I have a few strings, like:

address1 = 'Красноярский край, г Красноярск, ул Академика Вавилова, 2Д, кв. 311'
address2 = 'Москва г, ул Ольховская, 45 стр. 1, квартира 3'
address3 = 'Красноярский край, г Красноярск, ул Академика Вавилова, 2Д, квартира 311'

So I need to cut that piece of string, which start from кв. I use regular expression and this my code:

import re

flat_template = r"кв(.*)$"

flat1 = re.search(flat_template, address1)
flat2 = re.search(flat_template, address2)
flat3 = re.search(flat_template, address3)

cut_flat1 = addresses[flat.start():flat.end()]
cut_flat2 = addresses[flat.start():flat.end()]
cut_flat3 = addresses[flat.start():flat.end()]

Output: 

cut_flat1 = 'кв. 311'
cut_flat2 = 'ква г, ул Ольховская, 45 стр. 1, квартира 3'
cut_flat3 = 'квартира 311'

But I want to get:

cut_flat1 = 'кв. 311'
cut_flat2 = 'квартира 3'
cut_flat3 = 'квартира 311'

All what I want to is search from end of string

2 Answers2

1

Regular expressions usually are "greedy": they try to match as many characters as possible.
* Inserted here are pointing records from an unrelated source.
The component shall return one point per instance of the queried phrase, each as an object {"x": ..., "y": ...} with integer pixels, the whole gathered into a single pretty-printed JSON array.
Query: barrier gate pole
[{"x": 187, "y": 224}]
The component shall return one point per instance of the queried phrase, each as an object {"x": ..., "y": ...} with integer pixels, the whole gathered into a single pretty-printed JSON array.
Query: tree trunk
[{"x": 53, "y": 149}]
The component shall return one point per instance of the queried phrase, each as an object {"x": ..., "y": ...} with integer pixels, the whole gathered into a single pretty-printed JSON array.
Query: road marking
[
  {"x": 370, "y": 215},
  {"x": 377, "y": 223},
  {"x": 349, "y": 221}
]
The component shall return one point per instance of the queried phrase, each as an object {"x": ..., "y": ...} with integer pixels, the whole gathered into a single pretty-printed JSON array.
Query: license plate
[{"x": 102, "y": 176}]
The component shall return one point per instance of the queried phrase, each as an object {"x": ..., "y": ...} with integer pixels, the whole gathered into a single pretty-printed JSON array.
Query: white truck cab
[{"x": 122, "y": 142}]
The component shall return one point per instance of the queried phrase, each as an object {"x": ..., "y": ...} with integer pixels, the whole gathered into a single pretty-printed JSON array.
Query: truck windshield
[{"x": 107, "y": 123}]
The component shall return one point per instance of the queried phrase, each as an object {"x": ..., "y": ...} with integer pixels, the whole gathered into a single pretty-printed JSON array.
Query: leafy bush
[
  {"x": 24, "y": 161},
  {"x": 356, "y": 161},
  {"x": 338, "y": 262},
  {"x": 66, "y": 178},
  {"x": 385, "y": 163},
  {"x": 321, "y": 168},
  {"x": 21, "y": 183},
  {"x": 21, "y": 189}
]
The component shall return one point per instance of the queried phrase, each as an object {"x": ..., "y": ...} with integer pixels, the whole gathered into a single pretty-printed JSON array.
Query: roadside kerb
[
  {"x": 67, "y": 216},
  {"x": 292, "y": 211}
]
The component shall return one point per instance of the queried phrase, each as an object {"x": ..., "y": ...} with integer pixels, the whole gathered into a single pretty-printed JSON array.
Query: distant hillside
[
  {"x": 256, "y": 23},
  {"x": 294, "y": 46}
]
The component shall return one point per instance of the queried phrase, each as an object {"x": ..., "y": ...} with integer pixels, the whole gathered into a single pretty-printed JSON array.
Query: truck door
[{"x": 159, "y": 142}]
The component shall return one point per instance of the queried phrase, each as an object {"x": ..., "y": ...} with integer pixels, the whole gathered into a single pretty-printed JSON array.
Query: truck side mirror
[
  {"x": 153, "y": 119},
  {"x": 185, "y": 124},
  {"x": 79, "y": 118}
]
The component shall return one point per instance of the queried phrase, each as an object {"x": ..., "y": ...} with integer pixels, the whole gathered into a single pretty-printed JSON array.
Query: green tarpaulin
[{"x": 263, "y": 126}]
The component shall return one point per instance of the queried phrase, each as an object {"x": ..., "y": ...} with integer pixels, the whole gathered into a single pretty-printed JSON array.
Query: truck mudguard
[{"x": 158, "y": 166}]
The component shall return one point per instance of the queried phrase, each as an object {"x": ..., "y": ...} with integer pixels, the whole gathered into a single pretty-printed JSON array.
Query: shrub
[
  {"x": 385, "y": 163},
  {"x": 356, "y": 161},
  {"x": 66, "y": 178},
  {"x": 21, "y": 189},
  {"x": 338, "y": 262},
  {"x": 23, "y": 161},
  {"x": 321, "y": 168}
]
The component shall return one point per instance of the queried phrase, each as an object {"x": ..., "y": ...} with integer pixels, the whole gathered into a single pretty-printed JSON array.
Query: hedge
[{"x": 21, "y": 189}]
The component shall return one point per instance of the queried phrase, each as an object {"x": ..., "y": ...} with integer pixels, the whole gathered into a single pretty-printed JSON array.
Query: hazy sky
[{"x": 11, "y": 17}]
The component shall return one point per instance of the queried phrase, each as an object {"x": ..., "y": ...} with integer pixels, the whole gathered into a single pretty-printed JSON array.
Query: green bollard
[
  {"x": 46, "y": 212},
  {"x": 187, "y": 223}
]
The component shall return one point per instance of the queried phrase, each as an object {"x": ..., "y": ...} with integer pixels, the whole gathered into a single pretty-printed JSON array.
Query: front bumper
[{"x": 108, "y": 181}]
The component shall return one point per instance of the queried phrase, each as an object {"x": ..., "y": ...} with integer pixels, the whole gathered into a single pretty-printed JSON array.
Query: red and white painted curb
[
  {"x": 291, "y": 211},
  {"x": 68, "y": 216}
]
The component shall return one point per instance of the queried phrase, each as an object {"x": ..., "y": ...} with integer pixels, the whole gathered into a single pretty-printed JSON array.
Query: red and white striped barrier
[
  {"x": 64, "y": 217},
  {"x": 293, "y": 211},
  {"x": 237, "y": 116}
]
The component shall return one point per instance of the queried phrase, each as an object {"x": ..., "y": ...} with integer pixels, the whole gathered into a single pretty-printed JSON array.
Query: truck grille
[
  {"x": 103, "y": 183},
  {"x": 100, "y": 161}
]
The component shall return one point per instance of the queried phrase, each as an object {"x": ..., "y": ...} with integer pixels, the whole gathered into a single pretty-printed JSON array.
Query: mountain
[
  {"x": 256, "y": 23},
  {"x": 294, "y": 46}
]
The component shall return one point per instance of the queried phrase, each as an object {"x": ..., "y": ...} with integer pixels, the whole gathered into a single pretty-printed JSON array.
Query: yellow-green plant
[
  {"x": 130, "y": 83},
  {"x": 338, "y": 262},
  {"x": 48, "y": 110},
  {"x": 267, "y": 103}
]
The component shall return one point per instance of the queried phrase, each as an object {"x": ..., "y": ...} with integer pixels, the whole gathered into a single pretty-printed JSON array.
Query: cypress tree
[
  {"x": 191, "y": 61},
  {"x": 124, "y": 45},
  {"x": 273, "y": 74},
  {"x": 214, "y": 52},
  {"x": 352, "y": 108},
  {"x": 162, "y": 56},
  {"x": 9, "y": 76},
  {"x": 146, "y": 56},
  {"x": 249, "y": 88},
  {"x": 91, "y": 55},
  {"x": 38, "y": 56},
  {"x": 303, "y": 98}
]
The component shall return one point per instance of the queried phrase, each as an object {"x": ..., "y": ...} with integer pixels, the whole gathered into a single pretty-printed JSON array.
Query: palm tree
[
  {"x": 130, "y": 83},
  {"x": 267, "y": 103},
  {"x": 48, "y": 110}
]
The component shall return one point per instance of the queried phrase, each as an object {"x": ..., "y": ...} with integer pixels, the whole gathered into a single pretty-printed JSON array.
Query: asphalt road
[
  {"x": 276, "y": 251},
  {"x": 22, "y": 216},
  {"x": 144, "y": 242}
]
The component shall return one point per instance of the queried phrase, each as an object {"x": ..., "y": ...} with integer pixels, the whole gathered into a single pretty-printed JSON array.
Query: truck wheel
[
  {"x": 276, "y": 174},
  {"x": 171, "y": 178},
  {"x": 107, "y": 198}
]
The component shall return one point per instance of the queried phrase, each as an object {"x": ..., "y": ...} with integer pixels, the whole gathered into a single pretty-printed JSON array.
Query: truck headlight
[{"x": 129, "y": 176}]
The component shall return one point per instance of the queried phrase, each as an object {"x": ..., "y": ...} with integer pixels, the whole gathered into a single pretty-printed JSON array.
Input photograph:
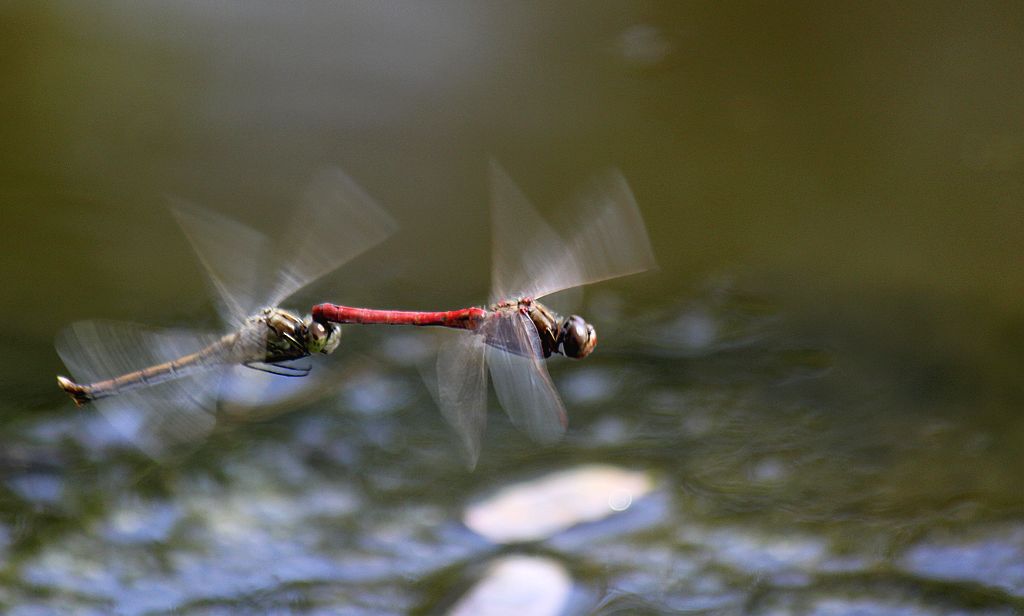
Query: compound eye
[
  {"x": 333, "y": 339},
  {"x": 316, "y": 333},
  {"x": 578, "y": 338}
]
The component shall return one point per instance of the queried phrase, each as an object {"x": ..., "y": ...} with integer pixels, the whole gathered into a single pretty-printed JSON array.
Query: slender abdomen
[
  {"x": 215, "y": 354},
  {"x": 466, "y": 318}
]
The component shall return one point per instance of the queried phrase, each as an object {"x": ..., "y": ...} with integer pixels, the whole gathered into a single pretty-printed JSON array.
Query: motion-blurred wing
[
  {"x": 461, "y": 390},
  {"x": 521, "y": 380},
  {"x": 608, "y": 239},
  {"x": 232, "y": 255},
  {"x": 156, "y": 418},
  {"x": 523, "y": 243},
  {"x": 335, "y": 222}
]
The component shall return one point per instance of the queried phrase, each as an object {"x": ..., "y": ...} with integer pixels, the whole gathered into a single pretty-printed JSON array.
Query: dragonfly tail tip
[{"x": 78, "y": 393}]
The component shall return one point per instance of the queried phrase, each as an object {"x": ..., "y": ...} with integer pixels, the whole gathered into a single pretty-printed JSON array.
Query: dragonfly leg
[{"x": 279, "y": 369}]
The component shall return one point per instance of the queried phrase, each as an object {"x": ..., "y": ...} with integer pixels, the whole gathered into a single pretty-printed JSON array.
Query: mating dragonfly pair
[{"x": 162, "y": 388}]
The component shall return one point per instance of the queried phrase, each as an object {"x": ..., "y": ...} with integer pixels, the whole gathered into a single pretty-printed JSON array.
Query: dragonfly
[
  {"x": 161, "y": 389},
  {"x": 515, "y": 333}
]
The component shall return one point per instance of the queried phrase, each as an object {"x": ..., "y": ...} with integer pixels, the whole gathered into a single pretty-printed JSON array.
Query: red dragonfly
[
  {"x": 162, "y": 389},
  {"x": 515, "y": 333}
]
That is what you see in your results.

You can make them non-greedy instead:

flat_template = r"кв(.*?)$"

Note the use of .*? for the non-greedy variant of .*. This will match the minum number of characters possible.
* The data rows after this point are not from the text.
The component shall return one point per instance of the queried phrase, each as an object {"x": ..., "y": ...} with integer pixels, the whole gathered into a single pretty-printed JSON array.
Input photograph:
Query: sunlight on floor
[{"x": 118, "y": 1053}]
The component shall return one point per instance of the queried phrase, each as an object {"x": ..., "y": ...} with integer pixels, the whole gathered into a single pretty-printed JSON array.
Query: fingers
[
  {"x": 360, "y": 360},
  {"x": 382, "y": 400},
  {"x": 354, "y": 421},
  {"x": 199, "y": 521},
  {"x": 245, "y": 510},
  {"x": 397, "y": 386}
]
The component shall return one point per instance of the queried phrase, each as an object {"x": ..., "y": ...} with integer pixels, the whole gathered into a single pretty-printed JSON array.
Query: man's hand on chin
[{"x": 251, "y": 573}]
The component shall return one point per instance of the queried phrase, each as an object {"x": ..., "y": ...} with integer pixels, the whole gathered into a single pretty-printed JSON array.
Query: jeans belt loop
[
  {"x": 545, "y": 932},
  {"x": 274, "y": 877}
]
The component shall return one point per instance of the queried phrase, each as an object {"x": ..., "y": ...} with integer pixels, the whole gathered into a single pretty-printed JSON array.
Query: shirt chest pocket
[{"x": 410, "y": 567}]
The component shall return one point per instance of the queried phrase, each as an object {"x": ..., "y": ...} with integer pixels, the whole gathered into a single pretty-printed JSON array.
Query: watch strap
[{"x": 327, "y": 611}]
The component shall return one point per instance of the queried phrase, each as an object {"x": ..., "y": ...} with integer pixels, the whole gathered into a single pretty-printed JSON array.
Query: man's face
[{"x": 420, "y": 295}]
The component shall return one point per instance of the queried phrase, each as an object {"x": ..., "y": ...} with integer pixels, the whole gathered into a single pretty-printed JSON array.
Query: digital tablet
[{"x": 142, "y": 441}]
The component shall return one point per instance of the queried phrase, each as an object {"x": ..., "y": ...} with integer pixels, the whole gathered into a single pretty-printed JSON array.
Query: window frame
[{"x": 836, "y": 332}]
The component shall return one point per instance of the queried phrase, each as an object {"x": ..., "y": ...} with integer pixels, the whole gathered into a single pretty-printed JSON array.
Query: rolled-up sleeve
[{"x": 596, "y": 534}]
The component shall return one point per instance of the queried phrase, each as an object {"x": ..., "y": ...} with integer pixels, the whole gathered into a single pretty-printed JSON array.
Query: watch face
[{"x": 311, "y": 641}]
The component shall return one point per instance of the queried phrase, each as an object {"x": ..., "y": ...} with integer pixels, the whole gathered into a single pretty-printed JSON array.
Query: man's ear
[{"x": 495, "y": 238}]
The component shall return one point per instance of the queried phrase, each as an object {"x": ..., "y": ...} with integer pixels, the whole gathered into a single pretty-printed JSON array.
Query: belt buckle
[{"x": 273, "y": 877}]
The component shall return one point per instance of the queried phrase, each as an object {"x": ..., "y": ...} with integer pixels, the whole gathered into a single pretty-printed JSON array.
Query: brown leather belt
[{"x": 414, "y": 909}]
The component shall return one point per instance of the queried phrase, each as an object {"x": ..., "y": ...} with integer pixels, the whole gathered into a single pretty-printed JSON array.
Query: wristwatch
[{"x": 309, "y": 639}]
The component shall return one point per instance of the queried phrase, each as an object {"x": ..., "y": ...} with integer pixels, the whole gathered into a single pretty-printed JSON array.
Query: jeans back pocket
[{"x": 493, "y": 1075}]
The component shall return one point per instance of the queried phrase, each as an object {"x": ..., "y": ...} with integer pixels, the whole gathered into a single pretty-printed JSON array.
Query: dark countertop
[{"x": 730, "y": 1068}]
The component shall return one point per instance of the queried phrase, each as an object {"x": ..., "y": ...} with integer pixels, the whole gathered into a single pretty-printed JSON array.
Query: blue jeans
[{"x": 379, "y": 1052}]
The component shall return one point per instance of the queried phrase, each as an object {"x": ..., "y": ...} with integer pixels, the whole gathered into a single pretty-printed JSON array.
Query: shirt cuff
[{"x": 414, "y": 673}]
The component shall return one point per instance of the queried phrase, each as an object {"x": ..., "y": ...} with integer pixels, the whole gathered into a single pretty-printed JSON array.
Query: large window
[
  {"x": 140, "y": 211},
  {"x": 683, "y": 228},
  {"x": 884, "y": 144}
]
To make sure "кв" matches the beginning of a word, use a word boundary: '\b':

flat_template = r"\bкв(.*?)$"
9769953
  • 10,344
  • 3
  • 26
  • 37
  • Thanks, I used your template for my code, but also added space before key word – AidarDzhumagulov Nov 19 '22 at 10:56
  • @AidarDzhumagulov You'd need a word boundary instead: "кв. 311", or "Москва г, ул Ольховская, 45 стр. 1,квартира 3" (due to a typo) would fail with a space, but a word boundary would solve that problem. – 9769953 Nov 19 '22 at 11:04
0

I solve especially my problem. I have added space before ' кв'. So my code

flat_template = r" кв(.*?)$"